The reality is the damage to the borrower was done years before the Big Short took place; when Wall Street recognized the investor appetite for mortgage backed securities was beyond what the market could responsibly fulfill, they turned to subprime loans. The subprime market invented a slew of irresponsible financial products that had low teaser rates, or pick a pay options, among other features that pretty much ensured the borrower would never pay off the loan. The lenders rationalized these ticking time bombs of financial destruction with the big lie – the borrower could refinance out of the crappy loan with the increased equity in the property. According to the movies “party boy” brokers, as incentive to get borrowers into these loans, mortgage brokers were paid fees five times that of a responsible loan. Specifically, brokers were paid a measly $2,000 fee for a 30 year fixed rate loan (triple AAA paper the MBS market typically relied on for the securities); whereas putting someone into an Adjustable Rate or Negative Amortization loan paid fees in excess of $10,000 (ergo why borrowers that did in fact qualify for 30 year fixed rate loans were steered into the ARM and NegAm products). With the sheer number of loans going from an average of 10 applications/loans a month to 50 or 60 per month, per broker – you can see the potential for the fraud. In one scene Baum’s man talks with a tenant who asks about the landlord – which according to the paperwork is the name of the dog of the property owner.
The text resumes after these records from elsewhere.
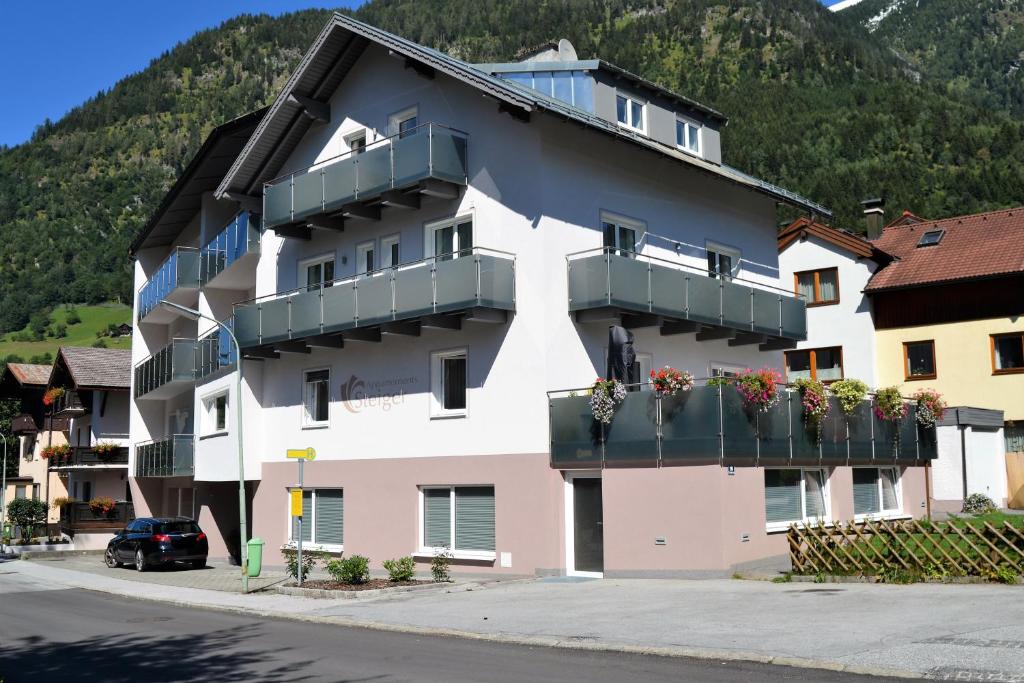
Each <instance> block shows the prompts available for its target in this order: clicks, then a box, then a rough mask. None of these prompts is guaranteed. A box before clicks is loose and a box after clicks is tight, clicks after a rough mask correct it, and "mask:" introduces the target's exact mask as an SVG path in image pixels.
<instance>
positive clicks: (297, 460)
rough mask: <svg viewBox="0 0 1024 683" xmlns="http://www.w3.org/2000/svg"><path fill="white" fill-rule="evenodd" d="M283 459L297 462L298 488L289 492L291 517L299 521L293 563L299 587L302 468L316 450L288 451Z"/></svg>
mask: <svg viewBox="0 0 1024 683" xmlns="http://www.w3.org/2000/svg"><path fill="white" fill-rule="evenodd" d="M285 457H286V458H289V459H291V460H297V461H299V487H298V488H293V489H292V492H291V504H292V505H291V507H292V516H293V517H298V519H299V529H298V530H299V533H298V538H297V539H296V544H295V545H296V550H295V563H296V564H297V565H298V571H297V573H296V579H298V583H299V586H302V466H303V465H304V464H305V462H306V461H307V460H316V450H315V449H313V447H312V446H309V447H308V449H288V450H287V451H286V452H285Z"/></svg>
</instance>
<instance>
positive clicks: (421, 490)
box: [413, 483, 498, 560]
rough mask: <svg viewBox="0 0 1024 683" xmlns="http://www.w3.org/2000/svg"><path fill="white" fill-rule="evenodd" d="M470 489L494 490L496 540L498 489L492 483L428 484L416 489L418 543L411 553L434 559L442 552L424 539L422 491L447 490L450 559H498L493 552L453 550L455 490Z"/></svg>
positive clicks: (423, 485) (497, 506) (426, 514)
mask: <svg viewBox="0 0 1024 683" xmlns="http://www.w3.org/2000/svg"><path fill="white" fill-rule="evenodd" d="M472 487H484V488H493V489H494V490H495V510H496V514H495V538H496V539H497V538H498V515H497V509H498V487H497V486H495V484H493V483H459V484H429V485H422V486H420V487H419V489H418V496H419V508H420V515H419V529H420V530H419V532H418V536H419V541H418V543H417V547H418V550H417V551H416V552H415V553H413V555H414V556H416V557H436V556H437V554H438V553H440V552H441V551H443V550H444V549H443V548H442V547H434V546H427V545H426V539H425V538H424V532H425V531H426V529H425V526H426V520H427V510H426V498H425V497H424V495H423V492H424V490H427V489H432V490H438V489H444V488H446V489H447V490H449V504H450V505H451V508H450V512H449V525H450V527H451V528H450V529H449V541H450V542H451V545H450V546H449V549H447V550H449V553H451V555H452V557H453V558H454V559H457V560H494V559H496V558H497V557H498V554H497V552H495V551H494V550H456V549H455V489H456V488H472Z"/></svg>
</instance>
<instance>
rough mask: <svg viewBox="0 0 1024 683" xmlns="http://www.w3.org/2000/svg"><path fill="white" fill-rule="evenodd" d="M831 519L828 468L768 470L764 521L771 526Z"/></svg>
mask: <svg viewBox="0 0 1024 683" xmlns="http://www.w3.org/2000/svg"><path fill="white" fill-rule="evenodd" d="M829 520H830V518H829V515H828V474H827V472H826V471H825V470H822V469H800V468H793V469H784V470H783V469H779V470H774V469H766V470H765V521H766V522H767V526H768V528H769V529H772V528H777V529H782V528H786V527H788V526H790V524H793V523H794V522H803V523H809V522H813V523H816V522H818V521H829Z"/></svg>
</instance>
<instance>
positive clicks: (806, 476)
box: [764, 467, 834, 532]
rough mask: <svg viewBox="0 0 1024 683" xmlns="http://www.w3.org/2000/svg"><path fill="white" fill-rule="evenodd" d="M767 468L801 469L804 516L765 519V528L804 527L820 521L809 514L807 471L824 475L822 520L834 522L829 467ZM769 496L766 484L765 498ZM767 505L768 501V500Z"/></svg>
mask: <svg viewBox="0 0 1024 683" xmlns="http://www.w3.org/2000/svg"><path fill="white" fill-rule="evenodd" d="M764 469H765V470H800V507H801V514H802V515H803V517H802V518H801V519H787V520H785V521H774V522H770V521H767V520H765V530H766V531H768V532H772V531H785V530H787V529H788V528H790V526H792V525H793V524H796V525H797V526H799V527H801V528H803V527H804V526H806V525H808V524H810V525H816V524H817V523H818V518H817V517H809V516H808V515H807V473H808V472H818V473H820V474H821V475H822V483H821V493H822V495H823V496H824V499H825V515H824V517H823V518H822V519H821V522H822V523H824V524H825V525H829V524H831V523H833V521H834V520H833V512H831V476H830V473H829V469H828V468H827V467H766V468H764ZM767 497H768V488H767V486H765V498H766V499H767ZM766 505H767V501H766Z"/></svg>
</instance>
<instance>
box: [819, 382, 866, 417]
mask: <svg viewBox="0 0 1024 683" xmlns="http://www.w3.org/2000/svg"><path fill="white" fill-rule="evenodd" d="M828 391H829V392H830V393H831V394H833V395H834V396H836V399H837V400H838V401H839V408H840V410H841V411H843V413H844V414H846V415H853V413H854V412H855V411H856V410H857V407H858V405H860V404H861V402H863V400H864V398H866V397H867V385H866V384H864V383H863V382H861V381H860V380H857V379H853V378H850V379H846V380H837V381H835V382H833V383H831V385H830V386H829V387H828Z"/></svg>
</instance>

So here you have the blue print for the massive fraud – Wall Street demands more loans – lenders respond by coming up with the exotic loans that provide a low teaser rate so anyone can qualify temporarily –which the lenders quickly sell to Wall Street (alleviating any risk for actual performance on the loan), Wall Street converts the loans into mortgage backed securities which Moody’s and Standard & Poor’s give a false triple A rating, and then Wall Street quickly sells the doomed loans to the investors (your pension plan). In 2007 the rates started adjusting and boom…2008 sees a massive rise in defaults when low $1,000 mortgage payments quickly escalated into $3,000 and $4,000 payments. The housing market crashes taking the life savings and homes of millions of Americans along with it.

I highly recommend the Big Short; in fact I will probably buy the book just so I can explain what happened with my Jenga Blocks.   The movie makes the-big-short-teaser-postera serious attempt (with comedy and a great ensemble) at explaining this incredibly boring subject. A subject that is, in fact, so ugly because of the destruction it wrought on the US and world economy and insidious because it shows just how immoral and corrupt our federal government and banking system is. Even after everything that happened…all the truths that were revealed, not one single banker; not one single stockbroker; not one single ratings agency – faced criminal charges. Instead, the US Tax payer was tapped to bail out the criminals and the bank’s CEOs were invited to the White House for dinner.  Not the ending one would expect (or hope for), but an ending that inevitably happens in a society that values money over honor, truth or justice.

[1] Apparently Eisman’s group stumbled into this with a wrong number phone call.

[2] This would be like you paying Experian to give you a 800 FICO score so you could get a low interest loan.